Trump Readies Next Big Moves on Immigration


As President Trump works out revisions to his controversial seven-country travel ban, his administration is also working on a separate immigration-related executive order that could send bigger shockwaves through the business community, according to Bo Cooper, a partner at immigration law firm Fragomen.

The earlier order, with its 90-day ban on travel into the United States for citizens from seven predominately Muslim countries, led to chaos at airports and prompted over 100 companies, including some of the country’s largest high-tech firms, to join a lawsuit opposing the measure.

About 60,000 people had visas provisionally revoked in the short period that the ban was in place, but a successful court challenge brought by the states of Washington and Minnesota blocked further implementation of the order.

The administration is currently preparing a revised version of the ban that it hopes to implement soon.
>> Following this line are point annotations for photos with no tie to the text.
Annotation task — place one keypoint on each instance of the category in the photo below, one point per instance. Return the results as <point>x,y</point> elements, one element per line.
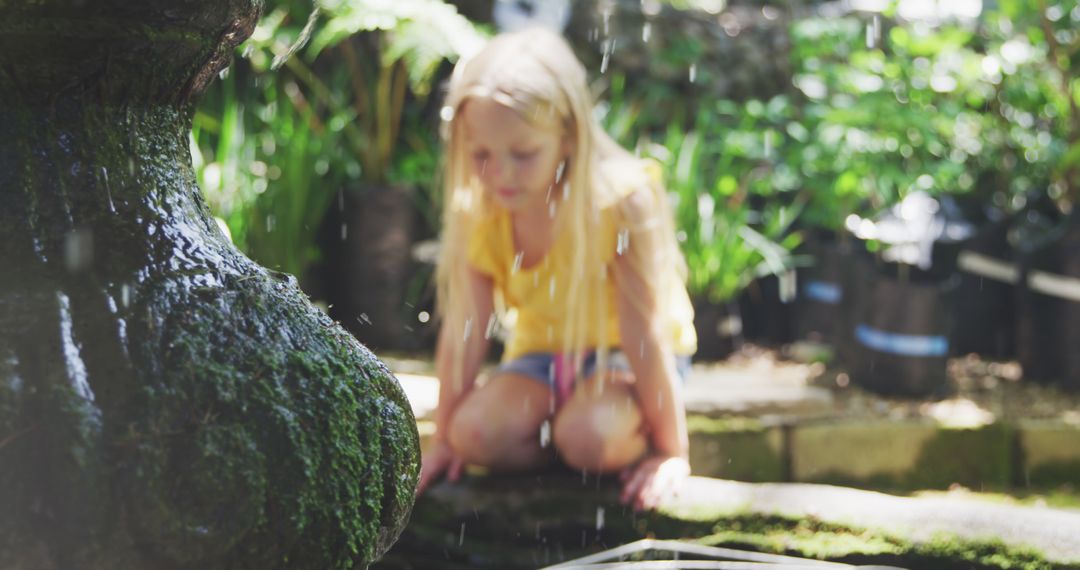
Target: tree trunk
<point>164,402</point>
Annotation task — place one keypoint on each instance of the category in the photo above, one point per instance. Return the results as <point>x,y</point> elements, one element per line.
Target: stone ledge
<point>1050,453</point>
<point>904,453</point>
<point>541,518</point>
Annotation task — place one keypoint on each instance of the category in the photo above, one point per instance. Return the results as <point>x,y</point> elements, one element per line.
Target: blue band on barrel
<point>823,292</point>
<point>902,344</point>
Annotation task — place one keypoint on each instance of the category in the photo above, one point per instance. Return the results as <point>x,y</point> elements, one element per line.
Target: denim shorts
<point>541,366</point>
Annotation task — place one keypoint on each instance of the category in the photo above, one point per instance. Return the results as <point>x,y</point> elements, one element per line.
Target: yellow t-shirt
<point>537,294</point>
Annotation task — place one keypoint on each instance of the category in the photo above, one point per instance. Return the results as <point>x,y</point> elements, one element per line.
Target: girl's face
<point>515,162</point>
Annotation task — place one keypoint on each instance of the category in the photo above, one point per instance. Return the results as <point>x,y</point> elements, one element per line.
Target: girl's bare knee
<point>598,442</point>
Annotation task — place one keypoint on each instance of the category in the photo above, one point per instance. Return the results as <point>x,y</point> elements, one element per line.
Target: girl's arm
<point>645,335</point>
<point>457,381</point>
<point>643,326</point>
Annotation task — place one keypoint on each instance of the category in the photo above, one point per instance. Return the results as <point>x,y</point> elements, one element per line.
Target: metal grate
<point>687,556</point>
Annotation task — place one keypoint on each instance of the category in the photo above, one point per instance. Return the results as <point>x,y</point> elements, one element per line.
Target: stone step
<point>810,444</point>
<point>541,518</point>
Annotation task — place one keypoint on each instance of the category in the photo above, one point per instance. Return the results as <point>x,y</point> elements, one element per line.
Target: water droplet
<point>608,50</point>
<point>874,31</point>
<point>623,242</point>
<point>79,249</point>
<point>108,189</point>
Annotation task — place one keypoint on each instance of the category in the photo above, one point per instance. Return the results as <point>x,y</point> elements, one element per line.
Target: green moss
<point>977,458</point>
<point>164,402</point>
<point>812,539</point>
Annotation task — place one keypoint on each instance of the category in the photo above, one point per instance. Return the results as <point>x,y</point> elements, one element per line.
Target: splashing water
<point>108,189</point>
<point>874,32</point>
<point>623,242</point>
<point>608,49</point>
<point>79,249</point>
<point>545,434</point>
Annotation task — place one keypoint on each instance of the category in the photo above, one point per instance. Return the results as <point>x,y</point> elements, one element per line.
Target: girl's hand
<point>652,480</point>
<point>439,460</point>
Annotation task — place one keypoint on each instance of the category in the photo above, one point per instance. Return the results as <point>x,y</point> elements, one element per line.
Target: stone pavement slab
<point>1054,532</point>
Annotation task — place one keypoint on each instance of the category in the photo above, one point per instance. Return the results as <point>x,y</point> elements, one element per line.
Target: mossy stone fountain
<point>164,402</point>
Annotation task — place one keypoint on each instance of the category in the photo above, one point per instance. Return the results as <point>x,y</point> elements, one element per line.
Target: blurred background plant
<point>775,123</point>
<point>277,148</point>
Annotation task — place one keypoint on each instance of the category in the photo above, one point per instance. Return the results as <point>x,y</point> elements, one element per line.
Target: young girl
<point>550,224</point>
In the meantime, it is working on another executive order that is "much more likely to have broader and longer term consequences for the ability of employers that rely on U.S. immigration programs to move their talent into this country from overseas," Cooper said in a recent webinar.

While the order is still only in the draft stage, in its current form it would require federal agencies to review all regulations that allow foreign nationals to be employed in the U.S. and determine which ones violate immigration law or are otherwise not in the national interest.
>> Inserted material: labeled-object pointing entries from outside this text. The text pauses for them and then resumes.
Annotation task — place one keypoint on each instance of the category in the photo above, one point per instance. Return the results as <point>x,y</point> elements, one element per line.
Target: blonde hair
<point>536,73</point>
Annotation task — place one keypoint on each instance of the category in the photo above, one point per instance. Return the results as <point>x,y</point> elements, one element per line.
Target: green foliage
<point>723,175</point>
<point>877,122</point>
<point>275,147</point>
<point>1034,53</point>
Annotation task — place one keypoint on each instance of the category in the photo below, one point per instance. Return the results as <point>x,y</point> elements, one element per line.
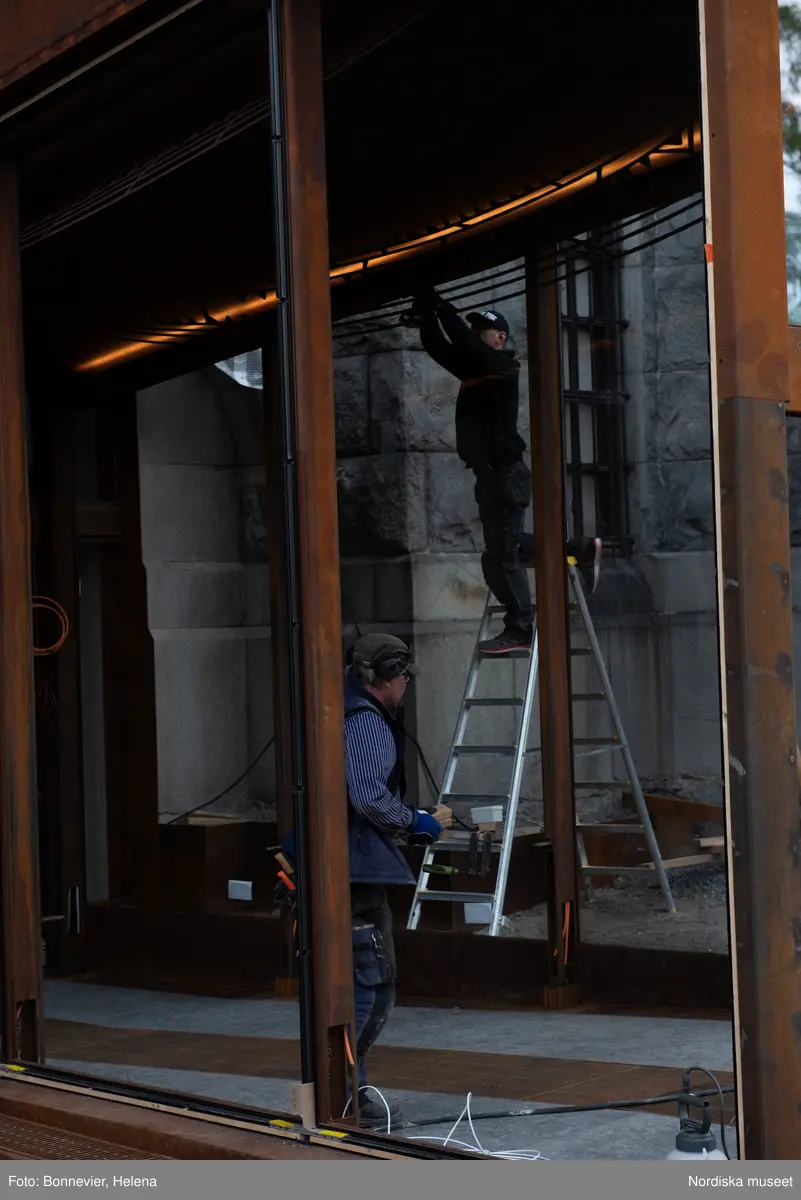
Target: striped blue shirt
<point>369,761</point>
"This is a startling way to frame this instruction because it seems to build in a conclusion that at least some of those regulatory programs do violate immigration statutes or otherwise don’t serve the interests of the nation or of U.S. workers," Cooper said. "So, it is a not-so-subtle indication that we should expect proposals after that review that result in a narrowing of many of those programs."

For example, the draft order calls for the rollback of significant portions of the Optional Practical Training (OPT) program, which allows students with F-1 status to work for up to 36 months on a student visa in order to gain practical training to complement their education.
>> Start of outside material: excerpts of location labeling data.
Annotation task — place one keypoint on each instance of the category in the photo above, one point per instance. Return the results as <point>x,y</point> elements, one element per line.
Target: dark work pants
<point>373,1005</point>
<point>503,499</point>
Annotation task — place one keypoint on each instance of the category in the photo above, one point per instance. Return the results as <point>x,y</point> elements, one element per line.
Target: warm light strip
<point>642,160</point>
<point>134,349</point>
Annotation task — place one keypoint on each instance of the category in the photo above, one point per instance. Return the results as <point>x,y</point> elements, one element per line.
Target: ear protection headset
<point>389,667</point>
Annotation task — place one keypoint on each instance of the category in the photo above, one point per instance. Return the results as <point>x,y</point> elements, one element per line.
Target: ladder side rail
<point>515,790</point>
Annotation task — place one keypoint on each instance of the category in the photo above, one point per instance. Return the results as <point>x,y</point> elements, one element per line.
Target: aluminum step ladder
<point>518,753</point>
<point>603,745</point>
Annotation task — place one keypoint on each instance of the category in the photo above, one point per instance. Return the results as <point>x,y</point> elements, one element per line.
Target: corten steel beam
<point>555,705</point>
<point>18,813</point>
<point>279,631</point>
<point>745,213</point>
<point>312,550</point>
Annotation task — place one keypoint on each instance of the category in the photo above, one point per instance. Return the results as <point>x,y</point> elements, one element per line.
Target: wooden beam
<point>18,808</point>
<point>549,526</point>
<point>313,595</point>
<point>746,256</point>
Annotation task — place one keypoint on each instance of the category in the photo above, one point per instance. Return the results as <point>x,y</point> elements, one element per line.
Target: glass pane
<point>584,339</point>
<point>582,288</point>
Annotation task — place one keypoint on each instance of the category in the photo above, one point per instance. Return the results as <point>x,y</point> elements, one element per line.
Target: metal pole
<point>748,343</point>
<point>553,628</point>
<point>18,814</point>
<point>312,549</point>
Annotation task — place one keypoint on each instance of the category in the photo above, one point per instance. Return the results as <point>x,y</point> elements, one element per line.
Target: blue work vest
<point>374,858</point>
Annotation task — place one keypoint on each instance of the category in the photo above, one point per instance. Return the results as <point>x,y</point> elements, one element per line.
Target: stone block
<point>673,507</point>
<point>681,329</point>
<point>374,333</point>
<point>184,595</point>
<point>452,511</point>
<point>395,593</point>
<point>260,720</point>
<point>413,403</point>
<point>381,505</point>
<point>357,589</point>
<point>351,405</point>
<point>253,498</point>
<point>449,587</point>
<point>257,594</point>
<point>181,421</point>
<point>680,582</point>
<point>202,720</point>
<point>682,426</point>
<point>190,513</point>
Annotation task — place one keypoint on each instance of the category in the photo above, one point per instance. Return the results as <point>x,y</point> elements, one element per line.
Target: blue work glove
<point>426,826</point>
The order would also propose changes in how H1-B visas are allocated and suggests an alternative to today’s lottery process to ensure that the visa is reserved for what it calls "the best and brightest."

The order would also increase the number and scope of unannounced site visits that are carried out by the U.S. Citizenship and Immigration Services’ fraud detection and national security unit. "We should expect to see a lot more use of the government’s audit and enforcement authority as a result of the executive order," Cooper said.

Employers should stay alert about the potential changes and press the government for clarity as the process moves forward, advises Cooper, who once served as General Counsel for the U.S. Immigration and Naturalization Service. "I was in the government before and I have been in situations where we hadn’t anticipated certain implementation issues, so citizens who raise concerns in a cooperative way as they arise do a real service to the government," he said.